There is a certain feeling among us females that you do not want to go into things like that because you do not want to be associated with such things.

But if we do not stick our necks out and fight for this kind of protection that touches every family, woman, young or old, who will do it? I stuck out my neck and now, look at what I get, people throwing stones. But I am proud to associate myself with this Bill.

The young lawyers that worked on it for three weeks and came out with this Bill are proud of it too and we should be grateful. If the nation does not know how to be grateful to people, how then are we going to grow the heroes and heroines that we are looking for? I have to say this, knowing my antecedents and commitment to human rights, my family and my children.

There is no way I could associate myself with anything that will condone in any way that young children of 11 years and below are ripe enough for people to go to bed with. I will never be part of that law.

The senate I came out from, I did not know anybody there that will support that it is right to compromise young children of 11 years and below.

Is there any guarantee that the President would sign the Bill into law? President Muhammadu Buhari is a good and very experienced man and knows about the private cries of men and women in their homes. Anybody whose child has been abused is ashamed to speak out because of the social stigma it attracts.

This law aims at covering people, so that if one is a victim, the identity can be covered and investigation done privately. Even the trial can be done in the office of the Judge and the people standing as witnesses are protected, so that people can speak out and crimes punished without the dignity and names of people being tarnished forever.

The President knows that insanity has gone beyond belief and that there is need to have a firm hold on our society. Otherwise, this place will be too hostile to live in.

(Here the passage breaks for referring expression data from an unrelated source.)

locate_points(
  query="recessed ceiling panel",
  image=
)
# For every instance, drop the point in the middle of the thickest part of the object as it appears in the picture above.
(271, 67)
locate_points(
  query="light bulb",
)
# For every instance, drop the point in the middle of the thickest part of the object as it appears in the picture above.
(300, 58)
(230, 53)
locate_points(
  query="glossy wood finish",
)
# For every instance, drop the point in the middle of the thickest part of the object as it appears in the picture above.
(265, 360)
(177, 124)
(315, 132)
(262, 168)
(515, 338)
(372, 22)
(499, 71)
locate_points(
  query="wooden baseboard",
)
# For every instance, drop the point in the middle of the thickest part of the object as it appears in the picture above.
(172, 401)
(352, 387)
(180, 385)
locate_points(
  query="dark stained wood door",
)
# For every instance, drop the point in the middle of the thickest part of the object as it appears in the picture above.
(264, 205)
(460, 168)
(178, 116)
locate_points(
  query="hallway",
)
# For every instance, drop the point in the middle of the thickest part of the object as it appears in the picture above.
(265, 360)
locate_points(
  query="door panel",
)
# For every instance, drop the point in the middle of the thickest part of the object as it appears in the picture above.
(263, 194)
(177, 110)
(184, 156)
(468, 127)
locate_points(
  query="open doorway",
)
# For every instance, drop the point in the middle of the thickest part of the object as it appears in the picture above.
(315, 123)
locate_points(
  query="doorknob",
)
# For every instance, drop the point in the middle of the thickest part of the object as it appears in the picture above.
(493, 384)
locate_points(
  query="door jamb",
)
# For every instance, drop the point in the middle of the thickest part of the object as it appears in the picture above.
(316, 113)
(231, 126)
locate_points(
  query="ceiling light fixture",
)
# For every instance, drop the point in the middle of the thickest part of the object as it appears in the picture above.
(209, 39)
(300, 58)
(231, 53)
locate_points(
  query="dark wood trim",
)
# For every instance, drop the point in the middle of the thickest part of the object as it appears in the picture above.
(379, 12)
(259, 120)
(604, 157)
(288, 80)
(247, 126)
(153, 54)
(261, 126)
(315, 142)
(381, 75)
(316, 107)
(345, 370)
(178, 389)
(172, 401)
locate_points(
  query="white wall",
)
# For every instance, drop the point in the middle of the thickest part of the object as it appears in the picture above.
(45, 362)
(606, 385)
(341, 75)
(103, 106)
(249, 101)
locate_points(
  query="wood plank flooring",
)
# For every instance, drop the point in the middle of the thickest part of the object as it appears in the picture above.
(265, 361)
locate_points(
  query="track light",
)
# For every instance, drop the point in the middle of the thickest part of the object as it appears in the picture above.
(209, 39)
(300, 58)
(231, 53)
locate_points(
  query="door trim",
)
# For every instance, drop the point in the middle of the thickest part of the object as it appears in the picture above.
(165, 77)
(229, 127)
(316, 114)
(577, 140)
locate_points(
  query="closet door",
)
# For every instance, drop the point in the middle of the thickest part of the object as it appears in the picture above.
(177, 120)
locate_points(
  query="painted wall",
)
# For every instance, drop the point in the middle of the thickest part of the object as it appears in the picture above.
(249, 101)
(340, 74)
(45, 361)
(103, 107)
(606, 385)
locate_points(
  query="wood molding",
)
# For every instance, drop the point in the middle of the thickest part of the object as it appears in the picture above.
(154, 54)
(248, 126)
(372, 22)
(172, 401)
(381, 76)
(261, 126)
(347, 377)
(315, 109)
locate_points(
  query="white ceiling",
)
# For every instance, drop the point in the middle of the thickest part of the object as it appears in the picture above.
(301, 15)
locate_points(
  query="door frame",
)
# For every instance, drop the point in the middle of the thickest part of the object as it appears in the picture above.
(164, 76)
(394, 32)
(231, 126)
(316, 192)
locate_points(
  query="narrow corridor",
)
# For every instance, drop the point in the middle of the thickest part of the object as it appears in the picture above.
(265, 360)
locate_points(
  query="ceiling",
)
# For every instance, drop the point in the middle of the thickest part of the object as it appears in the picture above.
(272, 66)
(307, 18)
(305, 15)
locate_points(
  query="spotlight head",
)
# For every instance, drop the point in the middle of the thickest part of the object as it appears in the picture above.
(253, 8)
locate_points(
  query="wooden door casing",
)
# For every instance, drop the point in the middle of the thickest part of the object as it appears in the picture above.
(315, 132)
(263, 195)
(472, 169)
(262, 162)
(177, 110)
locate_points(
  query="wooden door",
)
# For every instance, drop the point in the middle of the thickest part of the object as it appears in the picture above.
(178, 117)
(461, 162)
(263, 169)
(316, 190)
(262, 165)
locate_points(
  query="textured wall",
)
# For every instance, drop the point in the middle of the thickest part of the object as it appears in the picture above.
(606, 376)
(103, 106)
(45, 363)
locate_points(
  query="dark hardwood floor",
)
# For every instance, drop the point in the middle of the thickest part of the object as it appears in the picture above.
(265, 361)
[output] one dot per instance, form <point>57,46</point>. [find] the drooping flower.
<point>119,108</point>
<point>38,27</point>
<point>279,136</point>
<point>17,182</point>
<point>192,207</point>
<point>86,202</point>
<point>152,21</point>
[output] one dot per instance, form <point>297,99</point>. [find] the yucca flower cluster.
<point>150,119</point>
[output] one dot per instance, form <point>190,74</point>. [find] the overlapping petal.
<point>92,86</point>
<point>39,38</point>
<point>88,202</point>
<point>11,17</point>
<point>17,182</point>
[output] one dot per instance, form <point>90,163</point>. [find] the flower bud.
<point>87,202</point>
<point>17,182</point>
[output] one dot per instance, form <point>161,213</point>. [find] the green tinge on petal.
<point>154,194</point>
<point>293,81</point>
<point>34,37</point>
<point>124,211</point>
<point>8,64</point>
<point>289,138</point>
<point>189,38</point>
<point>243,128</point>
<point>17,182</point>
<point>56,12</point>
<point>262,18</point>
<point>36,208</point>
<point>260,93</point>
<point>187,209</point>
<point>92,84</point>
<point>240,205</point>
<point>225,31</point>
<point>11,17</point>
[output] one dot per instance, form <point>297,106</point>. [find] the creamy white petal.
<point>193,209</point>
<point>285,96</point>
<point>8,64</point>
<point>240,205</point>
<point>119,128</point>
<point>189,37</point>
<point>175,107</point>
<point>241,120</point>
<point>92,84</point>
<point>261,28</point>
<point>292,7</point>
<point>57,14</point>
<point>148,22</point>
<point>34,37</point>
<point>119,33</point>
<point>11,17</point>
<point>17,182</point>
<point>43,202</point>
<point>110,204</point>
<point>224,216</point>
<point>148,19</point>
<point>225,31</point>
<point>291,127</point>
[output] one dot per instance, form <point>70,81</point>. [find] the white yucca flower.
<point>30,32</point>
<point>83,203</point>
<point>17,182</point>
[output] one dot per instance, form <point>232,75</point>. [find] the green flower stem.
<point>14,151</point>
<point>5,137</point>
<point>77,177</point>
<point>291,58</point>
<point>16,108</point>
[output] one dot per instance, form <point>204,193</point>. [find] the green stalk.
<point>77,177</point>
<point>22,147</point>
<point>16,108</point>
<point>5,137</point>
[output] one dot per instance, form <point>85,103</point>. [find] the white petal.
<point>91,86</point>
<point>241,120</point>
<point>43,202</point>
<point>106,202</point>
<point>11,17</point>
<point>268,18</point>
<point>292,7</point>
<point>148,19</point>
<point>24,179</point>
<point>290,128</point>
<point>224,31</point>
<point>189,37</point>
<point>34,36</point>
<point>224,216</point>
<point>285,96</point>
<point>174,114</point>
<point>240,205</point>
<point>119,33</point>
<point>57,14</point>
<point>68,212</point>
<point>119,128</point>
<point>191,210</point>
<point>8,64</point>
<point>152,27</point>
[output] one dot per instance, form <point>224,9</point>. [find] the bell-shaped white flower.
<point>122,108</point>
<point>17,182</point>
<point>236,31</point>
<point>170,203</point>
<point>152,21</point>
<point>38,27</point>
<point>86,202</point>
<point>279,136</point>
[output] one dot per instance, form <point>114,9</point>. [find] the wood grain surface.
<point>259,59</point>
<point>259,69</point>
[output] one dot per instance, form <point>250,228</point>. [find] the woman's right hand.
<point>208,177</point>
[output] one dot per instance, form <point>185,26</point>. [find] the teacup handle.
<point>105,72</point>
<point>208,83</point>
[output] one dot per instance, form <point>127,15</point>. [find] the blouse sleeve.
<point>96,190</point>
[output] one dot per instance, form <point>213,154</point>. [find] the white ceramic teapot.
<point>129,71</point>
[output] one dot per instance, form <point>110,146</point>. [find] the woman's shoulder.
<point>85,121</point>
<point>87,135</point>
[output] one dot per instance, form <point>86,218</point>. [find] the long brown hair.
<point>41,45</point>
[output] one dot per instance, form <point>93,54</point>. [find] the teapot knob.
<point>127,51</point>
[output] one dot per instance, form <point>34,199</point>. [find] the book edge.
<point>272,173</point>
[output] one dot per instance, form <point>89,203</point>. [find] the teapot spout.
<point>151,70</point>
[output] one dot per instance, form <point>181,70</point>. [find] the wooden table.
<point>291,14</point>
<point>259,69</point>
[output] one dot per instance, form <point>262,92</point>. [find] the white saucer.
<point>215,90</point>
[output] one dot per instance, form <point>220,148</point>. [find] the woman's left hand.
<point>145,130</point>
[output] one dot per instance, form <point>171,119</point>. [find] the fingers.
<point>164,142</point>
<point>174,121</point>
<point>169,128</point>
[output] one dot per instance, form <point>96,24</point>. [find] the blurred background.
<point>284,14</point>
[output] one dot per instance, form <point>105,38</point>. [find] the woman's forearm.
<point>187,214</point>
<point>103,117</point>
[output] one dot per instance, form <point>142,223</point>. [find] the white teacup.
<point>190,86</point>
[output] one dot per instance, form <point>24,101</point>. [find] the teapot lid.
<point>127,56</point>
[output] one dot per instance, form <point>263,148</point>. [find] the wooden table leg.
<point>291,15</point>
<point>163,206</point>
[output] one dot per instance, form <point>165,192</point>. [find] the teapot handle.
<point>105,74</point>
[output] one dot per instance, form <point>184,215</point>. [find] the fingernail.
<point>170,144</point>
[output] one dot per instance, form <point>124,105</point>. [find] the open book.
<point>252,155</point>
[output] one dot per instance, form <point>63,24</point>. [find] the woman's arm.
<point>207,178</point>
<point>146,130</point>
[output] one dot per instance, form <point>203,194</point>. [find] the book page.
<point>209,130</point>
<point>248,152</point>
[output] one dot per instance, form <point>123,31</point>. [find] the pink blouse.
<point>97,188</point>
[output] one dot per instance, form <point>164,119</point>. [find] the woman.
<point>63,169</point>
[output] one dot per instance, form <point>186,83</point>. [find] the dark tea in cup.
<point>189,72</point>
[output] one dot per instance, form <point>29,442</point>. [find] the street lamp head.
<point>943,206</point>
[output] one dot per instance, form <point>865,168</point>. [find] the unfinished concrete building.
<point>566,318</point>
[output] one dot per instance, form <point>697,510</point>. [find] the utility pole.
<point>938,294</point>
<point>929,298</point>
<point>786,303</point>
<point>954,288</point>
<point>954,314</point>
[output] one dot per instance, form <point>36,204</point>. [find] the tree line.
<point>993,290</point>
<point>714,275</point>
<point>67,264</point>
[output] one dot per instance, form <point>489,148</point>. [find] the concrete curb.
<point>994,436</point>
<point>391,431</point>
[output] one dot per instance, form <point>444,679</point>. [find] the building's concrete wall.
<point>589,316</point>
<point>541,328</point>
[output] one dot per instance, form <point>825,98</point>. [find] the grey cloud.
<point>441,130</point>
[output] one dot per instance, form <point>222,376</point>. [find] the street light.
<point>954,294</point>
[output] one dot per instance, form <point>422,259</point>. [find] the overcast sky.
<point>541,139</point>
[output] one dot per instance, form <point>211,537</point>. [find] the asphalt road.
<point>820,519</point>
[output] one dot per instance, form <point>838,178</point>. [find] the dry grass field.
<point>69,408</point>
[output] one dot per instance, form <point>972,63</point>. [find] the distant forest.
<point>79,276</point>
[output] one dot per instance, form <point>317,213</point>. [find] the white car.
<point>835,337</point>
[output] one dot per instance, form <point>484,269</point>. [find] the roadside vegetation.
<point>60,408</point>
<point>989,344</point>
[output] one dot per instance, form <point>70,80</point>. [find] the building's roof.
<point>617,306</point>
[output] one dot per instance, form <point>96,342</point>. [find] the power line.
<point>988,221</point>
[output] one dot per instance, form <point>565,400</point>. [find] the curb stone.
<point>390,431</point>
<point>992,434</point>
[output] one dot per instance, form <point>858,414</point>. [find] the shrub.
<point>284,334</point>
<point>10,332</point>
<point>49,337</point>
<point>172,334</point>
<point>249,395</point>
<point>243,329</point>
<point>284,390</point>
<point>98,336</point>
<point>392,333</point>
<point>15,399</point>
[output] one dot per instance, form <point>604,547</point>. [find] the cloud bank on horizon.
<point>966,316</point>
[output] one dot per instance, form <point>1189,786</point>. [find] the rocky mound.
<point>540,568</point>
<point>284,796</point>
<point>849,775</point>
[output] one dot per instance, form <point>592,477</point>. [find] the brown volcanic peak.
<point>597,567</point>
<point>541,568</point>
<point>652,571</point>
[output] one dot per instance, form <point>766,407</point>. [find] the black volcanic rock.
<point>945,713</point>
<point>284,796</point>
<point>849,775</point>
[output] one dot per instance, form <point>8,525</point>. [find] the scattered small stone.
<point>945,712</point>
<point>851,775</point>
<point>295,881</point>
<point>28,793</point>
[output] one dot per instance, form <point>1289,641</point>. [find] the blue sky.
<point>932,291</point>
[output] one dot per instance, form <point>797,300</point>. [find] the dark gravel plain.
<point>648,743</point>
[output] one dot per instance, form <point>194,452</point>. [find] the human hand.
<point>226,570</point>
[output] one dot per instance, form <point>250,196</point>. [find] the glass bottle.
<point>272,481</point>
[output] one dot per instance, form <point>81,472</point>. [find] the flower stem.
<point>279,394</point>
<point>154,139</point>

So, I have the belief that if he understands the full import of this Bill, he will be very happy and will welcome it. If signed into law, what of its enforcement? Implementation has always been a problem, but part of this law is suggesting that the Police should set up a Special Corps specially trained to investigate these matters.

Part of the problems is that when people know and report these cases, the kind of outrage and treatment they get from the Police is the type that makes them want to commit suicide, and it does not help.

Therefore, if we are going to have people actually come clean and report cases, such as this, the Police must have trained corps to handle sexual offences cases and there are lots of agencies willing and ready to offer special training to the Police, if they want.

It is not every Policeman carrying a gun that should be brought into sexual offence case; it is a very sensitive matter and should be handled by people trained and sensitive enough to understand what it is about.

A crucial part of the Bill also is that when people have been established as dangerous sex offenders and have been convicted, their names will go into a national databank of dangerous sexual offenders, so that they cannot be allowed to have teaching jobs, where they deal with children or have anything to do with children, because to some of them, it is a sickness or an effect of drug abuse.